The man who kills a law officer because he is a law officer commits a double crime. That his punishment for such an act shall be swift and sure and the severest possible is the unanimous demand. In fact, there are those that hold that the responsibility of the state does not end with the punishment of the criminal in such cases, but that this responsibility should further extend to the caretaking of those dependent on the victims of such outrages against the law.
When the negro Charley Anderson shot and killed Marshal Hawkins, at Perry, Fla., the murderer deserved to be put to death for his act. Whether there was real of fancied cause for the attempted arrest of the negro by the marshal is not to be taken into consideration. That is of no consequence. When the marshal sought the men in the name of the law, the authority of the law represented in the officer demanded respect and obedience. But the negro, who was wanted to answer for petty infraction, instead of giving obedience, shot down the marshal [and] opened fire on the law. For his act he deserved death.
But not at the hands of a mob. Where the law is not strong enough to assert itself, where its enforcement must be turned over to a crowd of enraged citizens, there is not much law. Nor will there be respect there for the law. The men who lynched this Florida negro committed an awful crime, but against their community, their neighbors and themselves. They outraged the law. They set it up that they and their people have no respect for law and are incompetent to make and enforce law. They insulted the law as did the culprit whose life they exacted, though of course in a different manner. They made invitation that the machinery of the law be disregarded.
Lynch law is never right in a government like ours. There was no excuse for it in the Florida case. The people there are not ready to say that they wish to conduct their affairs by mobs and crowds.
The negro murderer merited death, but at the hands of law and not at the hands of a gathering of law breakers.
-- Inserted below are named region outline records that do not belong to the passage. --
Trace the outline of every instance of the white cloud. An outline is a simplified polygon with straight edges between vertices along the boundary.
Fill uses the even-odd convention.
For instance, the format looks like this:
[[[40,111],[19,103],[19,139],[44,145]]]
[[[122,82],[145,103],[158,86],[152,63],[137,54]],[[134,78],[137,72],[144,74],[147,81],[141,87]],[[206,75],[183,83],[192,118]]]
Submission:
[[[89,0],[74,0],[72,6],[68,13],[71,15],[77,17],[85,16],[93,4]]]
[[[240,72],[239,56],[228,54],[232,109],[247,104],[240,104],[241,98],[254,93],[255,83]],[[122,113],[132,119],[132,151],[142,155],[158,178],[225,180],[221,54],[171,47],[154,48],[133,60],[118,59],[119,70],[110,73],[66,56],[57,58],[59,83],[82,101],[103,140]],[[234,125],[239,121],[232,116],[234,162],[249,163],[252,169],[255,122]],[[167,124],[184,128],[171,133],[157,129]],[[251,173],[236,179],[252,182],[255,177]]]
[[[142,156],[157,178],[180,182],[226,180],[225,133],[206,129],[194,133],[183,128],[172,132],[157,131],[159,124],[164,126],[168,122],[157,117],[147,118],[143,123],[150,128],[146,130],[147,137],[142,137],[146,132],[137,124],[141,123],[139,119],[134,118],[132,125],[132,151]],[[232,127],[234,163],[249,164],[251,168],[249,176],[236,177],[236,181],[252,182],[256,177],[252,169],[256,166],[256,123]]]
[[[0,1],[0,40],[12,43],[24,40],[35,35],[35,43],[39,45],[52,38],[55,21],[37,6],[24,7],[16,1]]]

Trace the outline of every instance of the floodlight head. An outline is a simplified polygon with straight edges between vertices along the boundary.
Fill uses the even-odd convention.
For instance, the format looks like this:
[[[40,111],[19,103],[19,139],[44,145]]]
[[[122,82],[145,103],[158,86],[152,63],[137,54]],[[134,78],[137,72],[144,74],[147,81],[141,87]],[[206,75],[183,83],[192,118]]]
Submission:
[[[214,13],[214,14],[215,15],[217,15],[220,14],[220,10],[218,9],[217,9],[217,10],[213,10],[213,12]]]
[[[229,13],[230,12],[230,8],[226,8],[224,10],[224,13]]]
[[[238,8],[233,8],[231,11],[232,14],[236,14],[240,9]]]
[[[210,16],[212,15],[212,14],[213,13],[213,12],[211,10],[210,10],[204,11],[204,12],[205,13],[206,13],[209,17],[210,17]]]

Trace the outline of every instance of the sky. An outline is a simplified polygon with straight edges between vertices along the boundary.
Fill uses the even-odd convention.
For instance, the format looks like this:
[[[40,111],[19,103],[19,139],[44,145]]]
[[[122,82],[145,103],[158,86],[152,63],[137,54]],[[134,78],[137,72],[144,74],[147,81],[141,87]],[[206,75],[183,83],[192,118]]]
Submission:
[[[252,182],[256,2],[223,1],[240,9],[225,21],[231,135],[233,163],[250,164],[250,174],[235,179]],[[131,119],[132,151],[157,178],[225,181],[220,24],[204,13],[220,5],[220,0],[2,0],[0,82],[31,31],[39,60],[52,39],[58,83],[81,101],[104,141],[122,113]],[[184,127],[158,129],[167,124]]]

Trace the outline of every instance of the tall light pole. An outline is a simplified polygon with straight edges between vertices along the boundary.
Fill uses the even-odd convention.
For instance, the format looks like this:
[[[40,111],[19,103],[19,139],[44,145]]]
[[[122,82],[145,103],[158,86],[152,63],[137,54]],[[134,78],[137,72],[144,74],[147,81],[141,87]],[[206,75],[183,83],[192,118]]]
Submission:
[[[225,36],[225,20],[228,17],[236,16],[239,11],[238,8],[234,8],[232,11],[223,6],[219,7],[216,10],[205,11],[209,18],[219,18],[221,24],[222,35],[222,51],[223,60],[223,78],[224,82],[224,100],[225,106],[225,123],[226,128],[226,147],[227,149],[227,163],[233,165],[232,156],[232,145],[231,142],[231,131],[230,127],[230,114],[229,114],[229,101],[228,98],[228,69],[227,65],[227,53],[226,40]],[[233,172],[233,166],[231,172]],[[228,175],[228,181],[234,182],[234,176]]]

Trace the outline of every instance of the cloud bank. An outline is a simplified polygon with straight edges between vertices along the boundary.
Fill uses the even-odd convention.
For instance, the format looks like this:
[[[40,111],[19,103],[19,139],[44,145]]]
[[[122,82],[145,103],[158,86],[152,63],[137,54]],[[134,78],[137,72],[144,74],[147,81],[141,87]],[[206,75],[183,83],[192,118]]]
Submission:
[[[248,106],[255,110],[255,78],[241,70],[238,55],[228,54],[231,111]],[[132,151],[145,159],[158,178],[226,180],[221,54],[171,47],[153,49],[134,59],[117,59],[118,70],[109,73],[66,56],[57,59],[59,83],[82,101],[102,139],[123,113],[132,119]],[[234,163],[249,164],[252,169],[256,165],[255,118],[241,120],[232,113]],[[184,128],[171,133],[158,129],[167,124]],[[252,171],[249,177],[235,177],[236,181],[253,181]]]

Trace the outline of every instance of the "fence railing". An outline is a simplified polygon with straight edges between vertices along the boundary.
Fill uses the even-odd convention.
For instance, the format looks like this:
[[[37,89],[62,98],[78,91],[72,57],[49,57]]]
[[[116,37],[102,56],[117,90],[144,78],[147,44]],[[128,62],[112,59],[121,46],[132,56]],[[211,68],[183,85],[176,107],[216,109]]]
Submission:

A simple search on Google will give you the statistics. The Tuskegee Institute kept track of lynchings in America from 1882 - 1968. There were 581 in Mississippi, 531 in Georgia, 493 in Texas, 391 in Louisiana, 347 in Alabama, and so on. Total from all states: 4,743. That's more than one lynching and victim a week.
I feel a little like I should try to explain why I would give the horrible acts – those committed by the criminal, as well as those committed on the criminal – voice on this blog. There are no (at least to my knowledge) statistics showing the accuracy of the lynchers. How many times was an innocent person hung, riddled with bullets, and mutilated in the name of "justice?" I mean, we probably agree there are innocent people sitting in jail right now – with supposed checks and balances in place. Imagine when there were none. Shouldn't those innocent people be remembered?
Now, make no mistake, sometimes the lynching party "punished" the right person. As in, sometimes the true perpetrator was indeed apprehended – and then disposed of, often in a barbaric fashion. Even if you take the literal "eye for an eye" death penalty approach, I would not be surprised if that would have been an applicable punishment in only an infinitesimal number of cases. People were lynched for stealing, people were lynched for "insubordination," people were lynched for literally being in the wrong place at the wrong time. And let us not be cowards and leave out the racism debacle that lingers to this day. So another reason for giving voice to these past atrocities is in the same vein of "Those who cannot remember the past are condemned to repeat it."
As a family historian, I am saddened to think (1) these revolting deeds took place, and (2) while statistics are easy to find, the names and stories of the individual victims are much harder to locate. A list of lynching victims will unfortunately never be complete. I hope that in a small way, posts such as these will serve as a memorial to those who were victims of Judge Lynch and his frightful law.